Pour le docteur Mélanie Kinné, médecin généraliste à la maison d’arrêt de Nîmes et secrétaire de l’APSEP [association des professionnels de santé exerçant en prison NDLR], « il y a un vrai travail de sensibilisation à faire au sein de la profession » afin que les confrères et consœurs extérieurs connaissent le milieu carcéral et prennent mieux en charge les détenu.e.s.

Pénuries et non respect du droit

 Mais pour sensibiliser les membres de la profession, encore faut-il qu'ils soient présents.

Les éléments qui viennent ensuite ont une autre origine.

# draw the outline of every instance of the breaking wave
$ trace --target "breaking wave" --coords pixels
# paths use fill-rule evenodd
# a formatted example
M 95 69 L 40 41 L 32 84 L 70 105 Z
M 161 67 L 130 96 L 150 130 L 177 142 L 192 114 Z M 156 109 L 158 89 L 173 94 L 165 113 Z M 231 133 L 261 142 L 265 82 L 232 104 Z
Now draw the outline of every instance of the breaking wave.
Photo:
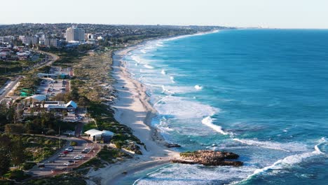
M 222 135 L 228 135 L 229 133 L 224 132 L 222 130 L 222 128 L 213 124 L 213 118 L 212 118 L 210 116 L 207 116 L 202 120 L 202 123 L 212 128 L 214 130 L 218 132 L 220 134 Z

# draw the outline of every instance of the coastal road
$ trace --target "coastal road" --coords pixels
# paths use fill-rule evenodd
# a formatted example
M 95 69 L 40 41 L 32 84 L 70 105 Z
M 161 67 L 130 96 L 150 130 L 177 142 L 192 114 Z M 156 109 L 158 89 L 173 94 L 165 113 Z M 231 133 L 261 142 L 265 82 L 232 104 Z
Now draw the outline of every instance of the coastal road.
M 16 77 L 15 78 L 14 78 L 13 81 L 12 81 L 9 86 L 4 88 L 4 91 L 2 92 L 1 95 L 0 95 L 0 100 L 4 99 L 7 95 L 8 92 L 9 92 L 13 89 L 13 88 L 15 87 L 15 85 L 16 85 L 16 84 L 19 82 L 20 78 L 20 76 Z
M 48 53 L 48 52 L 44 52 L 44 51 L 40 51 L 40 53 L 45 54 L 45 55 L 50 55 L 51 59 L 45 63 L 42 63 L 39 66 L 37 66 L 36 67 L 35 67 L 35 69 L 39 69 L 39 68 L 43 67 L 43 66 L 50 66 L 53 62 L 55 62 L 56 60 L 59 59 L 59 56 L 57 56 L 57 55 Z M 11 83 L 11 85 L 4 89 L 5 90 L 2 92 L 1 95 L 0 95 L 0 101 L 3 100 L 7 95 L 8 92 L 9 92 L 11 90 L 13 90 L 13 88 L 19 82 L 20 78 L 21 78 L 21 76 L 18 76 L 15 77 L 15 80 Z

Or, à l'échelle du territoire, les spécialistes se font de plus en plus rares. Et les gynécologues, encore plus. Selon les chiffres du Sénat, la France a perdu 52,5% de ses effectifs entre 2007 et 2020. Alors en prison, c'est parfois la croix et la bannière pour combler les postes vacants, surtout dans les établissements mixtes. « Selon les régions, l'attente peut durer entre 2 à 6 mois » affirme le docteur N’Guyen, retraitée depuis mai 2024. 
En effet, l’éloignement des établissements couplé au manque de matériel dont souffrent certaines unités sanitaires n’aident pas à rendre ces postes attractifs. Voilà pourquoi des médecins généralistes, comme le docteur Kinné, sont habilités à effectuer des soins gynécologiques. Cela permet ainsi d'assurer le gros du suivi tout en palliant la pénurie. Cependant, dans certains cas - mammographie, échographie, urgence - l'extraction vers l'hôpital est obligatoire. Et là, c'est le manque d'agents pénitentiaires qui vient compliquer la tâche. Ce problème de sous-effectifs oblige l'administration à hiérarchiser les extractions. S'il n'y a pas d'urgence médicale, les détenues doivent attendre leur tour, voyant leur rendez-vous s'annuler sans être toujours repris derrière. C'est ce que raconte Amélie, incarcérée de 2014 à 2017 dans un centre pour mineurs puis dans un centre pénitentiaire, tous deux situés à l’ouest du pays : « Pour voir un gynécologue, nous devions faire une demande auprès des surveillantes. C’était très rare, il fallait être dans un sale état ».